W środę w komunikacie giełdowym Orlen przekazał, że rada nadzorcza spółki "wyraziła zgodę na zatrzymanie projektu budowy kompleksu Olefiny III w jego dotychczasowym zakresie". Od teraz prace prowadzone będą w ramach projektu "Nowa Chemia". - W normalnych warunkach decyzja o zatrzymaniu Olefin III w obecnej formie byłaby mało racjonalna - ocenił prezes Orlenu Ireneusz Fąfara.
Decyzja zapadła kilka godzin po publikacji Wirtualnej Polski dot. kulis realizacji Olefin III. Zgodnie z ustaleniami dziennikarzy WP i TVN24 były prezes koncernu Daniel Obajtek jego otoczenie zezwoliło na udział w inwestycji prywatną firmę kontrolowaną przez miliardera Michała Sołowowa. Pretekstem miały być oszczędności. Kosztem 3,7 proc. inwestycji Orlen straci wyłączną kontrolę nad instalacją zabezpieczającą przyszłość finansową paliwowego giganta.
Daniel Obajtek reaguje na decyzję Orlenu ws.
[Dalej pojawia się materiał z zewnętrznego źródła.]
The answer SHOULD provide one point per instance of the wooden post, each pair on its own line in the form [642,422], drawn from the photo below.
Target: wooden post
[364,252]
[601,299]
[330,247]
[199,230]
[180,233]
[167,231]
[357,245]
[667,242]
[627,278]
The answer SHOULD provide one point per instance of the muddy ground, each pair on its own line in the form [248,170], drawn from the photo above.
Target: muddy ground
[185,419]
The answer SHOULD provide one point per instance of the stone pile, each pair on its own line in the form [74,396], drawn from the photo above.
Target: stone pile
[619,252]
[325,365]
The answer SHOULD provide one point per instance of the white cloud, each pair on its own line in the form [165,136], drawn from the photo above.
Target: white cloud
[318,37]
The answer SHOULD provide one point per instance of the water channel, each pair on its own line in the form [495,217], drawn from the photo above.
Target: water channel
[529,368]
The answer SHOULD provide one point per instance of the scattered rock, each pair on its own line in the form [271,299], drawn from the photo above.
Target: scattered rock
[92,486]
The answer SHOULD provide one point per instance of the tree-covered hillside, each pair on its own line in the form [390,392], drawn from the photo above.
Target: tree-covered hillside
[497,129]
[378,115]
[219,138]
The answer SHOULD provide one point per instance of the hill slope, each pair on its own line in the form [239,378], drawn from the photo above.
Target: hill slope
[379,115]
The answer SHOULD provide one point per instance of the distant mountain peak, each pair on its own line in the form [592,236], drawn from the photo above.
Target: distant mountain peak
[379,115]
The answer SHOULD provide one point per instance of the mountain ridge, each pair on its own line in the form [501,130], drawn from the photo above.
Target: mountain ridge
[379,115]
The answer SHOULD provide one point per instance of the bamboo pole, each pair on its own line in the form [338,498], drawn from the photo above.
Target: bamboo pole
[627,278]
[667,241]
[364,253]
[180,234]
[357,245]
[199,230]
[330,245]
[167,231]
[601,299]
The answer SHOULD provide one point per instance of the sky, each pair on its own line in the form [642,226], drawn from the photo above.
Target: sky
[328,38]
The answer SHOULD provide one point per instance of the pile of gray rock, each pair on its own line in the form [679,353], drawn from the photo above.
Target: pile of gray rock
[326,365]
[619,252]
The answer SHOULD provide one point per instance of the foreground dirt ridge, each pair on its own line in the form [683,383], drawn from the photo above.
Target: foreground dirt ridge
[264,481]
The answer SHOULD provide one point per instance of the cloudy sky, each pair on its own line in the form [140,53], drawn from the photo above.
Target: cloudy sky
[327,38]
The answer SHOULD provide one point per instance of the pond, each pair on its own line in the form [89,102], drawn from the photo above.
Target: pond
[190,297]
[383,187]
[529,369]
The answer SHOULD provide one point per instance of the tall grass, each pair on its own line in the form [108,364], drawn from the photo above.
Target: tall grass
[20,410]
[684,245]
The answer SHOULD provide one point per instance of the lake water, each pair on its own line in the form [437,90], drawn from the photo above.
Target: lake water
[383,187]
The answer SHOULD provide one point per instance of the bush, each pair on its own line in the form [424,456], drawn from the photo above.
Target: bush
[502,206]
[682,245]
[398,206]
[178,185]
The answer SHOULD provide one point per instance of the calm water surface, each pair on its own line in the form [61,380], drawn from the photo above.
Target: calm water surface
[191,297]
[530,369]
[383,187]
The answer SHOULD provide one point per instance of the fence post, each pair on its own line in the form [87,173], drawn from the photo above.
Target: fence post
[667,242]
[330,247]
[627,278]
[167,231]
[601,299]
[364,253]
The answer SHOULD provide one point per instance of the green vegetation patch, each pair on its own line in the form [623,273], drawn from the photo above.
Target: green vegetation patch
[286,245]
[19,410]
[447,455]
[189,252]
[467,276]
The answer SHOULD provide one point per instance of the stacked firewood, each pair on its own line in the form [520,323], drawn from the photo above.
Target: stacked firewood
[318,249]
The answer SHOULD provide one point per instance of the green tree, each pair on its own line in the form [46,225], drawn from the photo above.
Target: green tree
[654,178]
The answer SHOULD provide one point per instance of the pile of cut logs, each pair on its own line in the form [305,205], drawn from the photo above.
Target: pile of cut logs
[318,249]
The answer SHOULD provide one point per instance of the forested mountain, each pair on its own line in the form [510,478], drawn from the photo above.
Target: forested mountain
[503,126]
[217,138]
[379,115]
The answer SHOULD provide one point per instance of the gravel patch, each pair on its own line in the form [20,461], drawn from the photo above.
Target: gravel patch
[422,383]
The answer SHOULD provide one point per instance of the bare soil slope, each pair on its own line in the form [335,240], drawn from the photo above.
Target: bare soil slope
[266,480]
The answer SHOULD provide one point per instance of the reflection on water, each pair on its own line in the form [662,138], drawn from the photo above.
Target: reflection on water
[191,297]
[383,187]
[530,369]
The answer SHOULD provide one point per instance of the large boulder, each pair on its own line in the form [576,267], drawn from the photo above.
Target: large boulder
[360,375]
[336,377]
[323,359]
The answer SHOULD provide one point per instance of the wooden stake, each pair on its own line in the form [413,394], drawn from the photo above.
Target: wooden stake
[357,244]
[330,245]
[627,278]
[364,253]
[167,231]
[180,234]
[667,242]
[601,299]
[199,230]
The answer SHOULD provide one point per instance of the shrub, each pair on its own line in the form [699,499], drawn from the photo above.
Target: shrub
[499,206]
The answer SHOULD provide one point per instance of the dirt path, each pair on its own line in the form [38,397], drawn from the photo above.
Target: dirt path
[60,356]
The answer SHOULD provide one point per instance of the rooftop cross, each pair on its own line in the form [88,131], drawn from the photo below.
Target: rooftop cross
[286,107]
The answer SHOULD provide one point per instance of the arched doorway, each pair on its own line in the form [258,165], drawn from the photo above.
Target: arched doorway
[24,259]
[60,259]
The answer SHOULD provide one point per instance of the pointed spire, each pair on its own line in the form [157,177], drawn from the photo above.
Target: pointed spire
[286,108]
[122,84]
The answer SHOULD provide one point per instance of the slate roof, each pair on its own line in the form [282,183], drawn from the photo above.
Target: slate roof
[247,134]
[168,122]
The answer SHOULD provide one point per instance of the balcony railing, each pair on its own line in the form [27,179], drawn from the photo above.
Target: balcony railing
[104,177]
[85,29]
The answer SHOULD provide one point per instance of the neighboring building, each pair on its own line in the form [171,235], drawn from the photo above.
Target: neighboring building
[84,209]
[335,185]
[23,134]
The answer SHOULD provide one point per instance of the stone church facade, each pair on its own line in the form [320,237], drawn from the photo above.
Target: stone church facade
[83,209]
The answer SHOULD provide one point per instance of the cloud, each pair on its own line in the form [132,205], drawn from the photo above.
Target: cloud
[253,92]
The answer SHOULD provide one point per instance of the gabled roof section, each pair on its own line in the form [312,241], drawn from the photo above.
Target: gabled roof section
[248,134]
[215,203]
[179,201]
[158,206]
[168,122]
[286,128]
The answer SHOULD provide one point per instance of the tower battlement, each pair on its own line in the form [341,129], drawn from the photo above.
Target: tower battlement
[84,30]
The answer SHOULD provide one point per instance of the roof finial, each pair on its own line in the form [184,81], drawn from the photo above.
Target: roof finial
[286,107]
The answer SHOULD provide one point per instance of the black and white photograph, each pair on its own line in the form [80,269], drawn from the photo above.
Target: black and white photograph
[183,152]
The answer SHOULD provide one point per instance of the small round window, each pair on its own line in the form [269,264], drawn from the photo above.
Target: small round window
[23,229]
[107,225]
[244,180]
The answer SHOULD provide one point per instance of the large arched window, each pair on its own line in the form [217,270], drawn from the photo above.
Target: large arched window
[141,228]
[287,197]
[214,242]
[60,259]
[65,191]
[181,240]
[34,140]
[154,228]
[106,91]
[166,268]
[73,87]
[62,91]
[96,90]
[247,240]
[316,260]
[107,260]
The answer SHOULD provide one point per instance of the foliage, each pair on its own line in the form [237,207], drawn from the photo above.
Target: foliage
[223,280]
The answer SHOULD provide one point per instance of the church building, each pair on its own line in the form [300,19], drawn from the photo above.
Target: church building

Olefin
Zdaniem byłego szefa koncernu "to zaoranie polskiego czempiona". Takich słów Daniel Obajtek użył w rozmowie z Radiem Eska, komentując decyzję RN Orlenu.
Dalsza część artykułu pod materiałem wideo
- Na tym polega inwestycja, że trzeba zainwestować, by później móc czerpać zyski - stwierdził Obajtek, dodając, że w jego ocenie decyzja oznacza oddanie rynku firmom niemieckim.
Niedługo po publikacji na stronie Radia Eska Obajtek zamieścił wpis w serwisie X. "Zatrzymali największą inwestycję petrochemiczną w Europie i zarazem jedyną w Europie Środkowo-Wschodniej, która jest fundamentem dalszego rozwoju Orlenu" - napisał.
Według szacunków zewnętrznych doradców Orlenu, wszystkie wydatki związane z realizacją projektu Olefiny III mogłyby sięgnąć nawet 45-51 mld zł. Jeszcze w czerwcu 2023 r. szacowano, że budżet inwestycji wyniesie 25 mld zł.
Prezes Fąfara podkreślił w środę, że obecny zarząd "podjął decyzję o zatrzymaniu projektu Olefiny III, którego rzeczywiste koszty realizacji sześciokrotnie przekroczyłyby pierwotne założenia". - Dążąc do ograniczenia negatywnych efektów ekonomicznych inwestycji w Olefiny III, Orlen wykorzysta powstałą infrastrukturę jako bazę do realizacji projektu "Nowa Chemia" - zapowiedział.
W komunikacie Orlen zaznaczył, że decyzja o zatrzymaniu projektu uchroni spółkę przed stratą ok. 15 mld zł i jest ona "najkorzystniejszym z możliwych rozwiązań", które pozwala "na ograniczenie potencjalnych strat spółki, spowodowanych błędnymi decyzjami poprzedniego zarządu".
Orlen wyjaśnił, że zapowiadany projekt "Nowa Chemia" to przedsięwzięcie oparte o nowe założenia technologiczne, operacyjne i biznesowe. Jak podano, powstanie nowoczesna instalacja do produkcji monomerów oraz zwiększone zostaną możliwości sprzedażowe spółki w obszarze tlenku etylenu i glikoli, styrenu oraz frakcji butadeinowej C4 w wolumenie zoptymalizowanym do potrzeb rynkowych.
"Nowa Chemia" od ok. 2030 r. przejmie funkcje instalacji działającej obecnie w ramach Olefin II i użytkowana będzie przez cały cykl działalności płockiego zakładu - zaznaczono w informacji.
Przypomnijmy: na początku października ubiegłego roku płocka prokuratura okręgowa ujawniła, że po przeprowadzonych czynnościach sprawdzających w związku z zawiadomieniami m.in. Państwowej Inspekcji Pracy (PIP) wszczęła śledztwo w sprawie naruszania praw pracowniczych obcokrajowców zatrudnianych przy budowie Olefin III w Orlenie, przy czym postępowanie dotyczy podwykonawców inwestycji.
Umowę na budowę kompleksu Olefiny III Orlen podpisał w czerwcu 2021 r. ze spółkami Hyundai Engineering z siedzibą w Seulu i z Tecnicas Reunidas z siedzibą w Madrycie. Zakończenie inwestycji planowane jest na pierwszą połowę 2027 r.